# Parallelization in ciphey
This document describes how parallelization is implemented in the ciphey project, with a focus on the decoder execution system and its relationship to search algorithms.
## Overview
ciphey uses the [Rayon](https://github.com/rayon-rs/rayon) library to implement data parallelism for computationally intensive operations. Rayon provides a simple API for converting sequential iterators into parallel ones, making it straightforward to parallelize operations across multiple CPU cores.

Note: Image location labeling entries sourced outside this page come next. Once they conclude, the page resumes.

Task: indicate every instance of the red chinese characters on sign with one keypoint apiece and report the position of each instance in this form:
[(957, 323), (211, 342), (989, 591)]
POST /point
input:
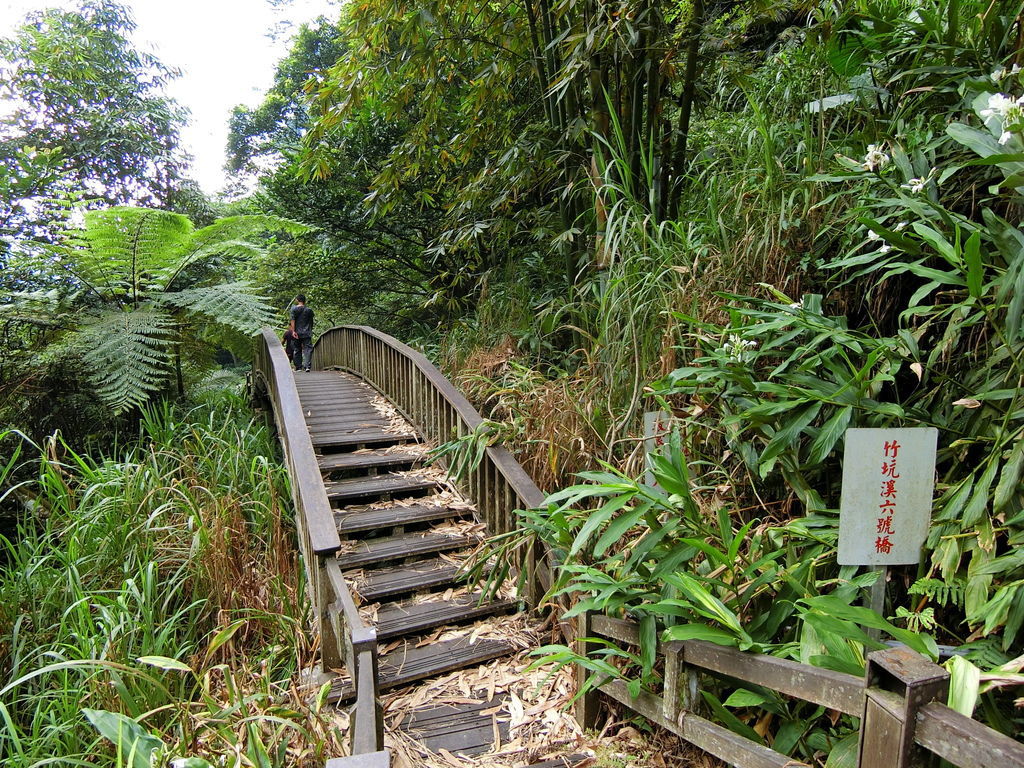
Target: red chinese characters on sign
[(885, 526)]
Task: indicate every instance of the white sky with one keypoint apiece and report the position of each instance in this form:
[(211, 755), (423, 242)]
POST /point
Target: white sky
[(223, 49)]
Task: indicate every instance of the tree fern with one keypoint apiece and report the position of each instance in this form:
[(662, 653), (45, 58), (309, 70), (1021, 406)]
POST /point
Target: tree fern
[(233, 304), (129, 354), (124, 290)]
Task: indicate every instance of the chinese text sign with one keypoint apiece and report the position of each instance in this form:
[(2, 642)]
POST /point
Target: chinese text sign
[(888, 479)]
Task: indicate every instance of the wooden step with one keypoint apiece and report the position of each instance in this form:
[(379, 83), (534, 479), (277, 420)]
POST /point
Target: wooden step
[(386, 584), (354, 520), (466, 728), (347, 421), (400, 547), (399, 620), (334, 413), (407, 664), (388, 484), (375, 460), (325, 438)]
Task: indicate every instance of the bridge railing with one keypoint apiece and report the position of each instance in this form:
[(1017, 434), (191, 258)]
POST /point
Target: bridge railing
[(899, 702), (345, 638), (498, 484)]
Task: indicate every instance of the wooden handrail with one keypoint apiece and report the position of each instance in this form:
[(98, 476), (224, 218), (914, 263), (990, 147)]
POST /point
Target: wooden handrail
[(833, 689), (344, 636), (897, 701), (351, 348)]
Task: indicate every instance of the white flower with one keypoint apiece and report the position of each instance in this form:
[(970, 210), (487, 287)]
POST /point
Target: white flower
[(1000, 72), (998, 104), (875, 158), (915, 185)]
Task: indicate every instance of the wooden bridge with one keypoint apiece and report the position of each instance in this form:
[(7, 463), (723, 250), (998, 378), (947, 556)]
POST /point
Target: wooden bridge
[(382, 539)]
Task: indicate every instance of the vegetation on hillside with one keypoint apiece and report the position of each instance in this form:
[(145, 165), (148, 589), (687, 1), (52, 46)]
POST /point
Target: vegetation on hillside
[(157, 591), (775, 219)]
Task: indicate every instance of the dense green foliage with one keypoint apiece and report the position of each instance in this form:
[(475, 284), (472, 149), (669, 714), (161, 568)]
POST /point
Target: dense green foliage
[(153, 598), (774, 219), (780, 220), (87, 117)]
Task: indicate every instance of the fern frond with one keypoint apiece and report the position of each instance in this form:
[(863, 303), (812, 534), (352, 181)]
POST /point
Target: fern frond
[(233, 232), (129, 354), (233, 304), (129, 252), (939, 591)]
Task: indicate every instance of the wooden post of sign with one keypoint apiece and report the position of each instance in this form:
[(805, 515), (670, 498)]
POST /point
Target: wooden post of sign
[(587, 707), (877, 597)]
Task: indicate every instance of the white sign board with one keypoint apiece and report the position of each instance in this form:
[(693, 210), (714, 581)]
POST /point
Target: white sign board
[(888, 479), (656, 426)]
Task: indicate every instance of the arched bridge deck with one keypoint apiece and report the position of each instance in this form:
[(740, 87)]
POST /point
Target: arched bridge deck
[(383, 536)]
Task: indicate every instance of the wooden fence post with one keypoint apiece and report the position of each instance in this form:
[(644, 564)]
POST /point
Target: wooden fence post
[(330, 652), (898, 683), (587, 705)]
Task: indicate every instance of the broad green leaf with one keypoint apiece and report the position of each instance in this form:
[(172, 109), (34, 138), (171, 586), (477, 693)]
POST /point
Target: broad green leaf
[(964, 681), (975, 269), (828, 435), (130, 738), (700, 632), (744, 697), (844, 754)]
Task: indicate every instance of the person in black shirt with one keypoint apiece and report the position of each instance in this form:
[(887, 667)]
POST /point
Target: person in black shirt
[(302, 327), (293, 348)]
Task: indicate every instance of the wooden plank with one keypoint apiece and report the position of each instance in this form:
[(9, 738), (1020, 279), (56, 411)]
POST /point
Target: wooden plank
[(359, 437), (359, 487), (964, 741), (358, 519), (348, 423), (397, 620), (568, 761), (380, 759), (461, 729), (399, 547), (329, 415), (833, 689), (381, 584), (407, 664), (720, 741), (378, 459), (509, 468)]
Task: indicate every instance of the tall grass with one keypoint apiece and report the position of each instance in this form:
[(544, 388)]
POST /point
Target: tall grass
[(158, 585)]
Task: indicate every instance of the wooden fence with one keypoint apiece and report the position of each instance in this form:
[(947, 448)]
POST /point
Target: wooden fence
[(345, 639), (899, 702)]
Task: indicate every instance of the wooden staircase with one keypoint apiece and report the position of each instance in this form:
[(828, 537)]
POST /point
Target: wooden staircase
[(403, 536)]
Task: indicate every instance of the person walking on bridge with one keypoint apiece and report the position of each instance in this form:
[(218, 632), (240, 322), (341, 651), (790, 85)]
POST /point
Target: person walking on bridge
[(302, 327)]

## Decoder Parallelization
### Implementation
The primary parallelization in ciphey occurs in the filtration system, specifically in the `run` method of the `Decoders` struct in `src/filtration_system/mod.rs`:
```rust
pub fn run(&self, text: &str, checker: CheckerTypes) -> MyResults {
trace!("Running .crack() on all decoders");
let (sender, receiver) = channel();
self.components
.into_par_iter()
.try_for_each_with(sender, |s, i| {
let results = i.crack(text, &checker);
if results.success {
s.send(results).expect("expected no send error!");
// returning None short-circuits the iterator
// we don't process any further as we got success
return None;
}
s.send(results).expect("expected no send error!");
// return Some(()) to indicate that continue processing
Some(())
});
let mut all_results: Vec<CrackResult> = Vec::new();
while let Ok(result) = receiver.recv() {
// if we recv success, break.
if result.success {
return MyResults::Break(result);
}
all_results.push(result)
}
MyResults::Continue(all_results)
}
```
### Key Components
1. **Parallel Iterator**: The `into_par_iter()` method converts the sequential iterator over decoders into a parallel one, allowing multiple decoders to be executed concurrently.
2. **Channel-based Communication**: A channel (`sender`, `receiver`) is used to collect results from parallel decoder executions.
3. **Early Termination**: The `try_for_each_with` method allows for early termination of the parallel iteration when a successful decoding is found, using the `None` return value to short-circuit the iterator.
4. **Result Collection**: Results are collected from the channel and either returned immediately (on success) or aggregated into a vector for further processing.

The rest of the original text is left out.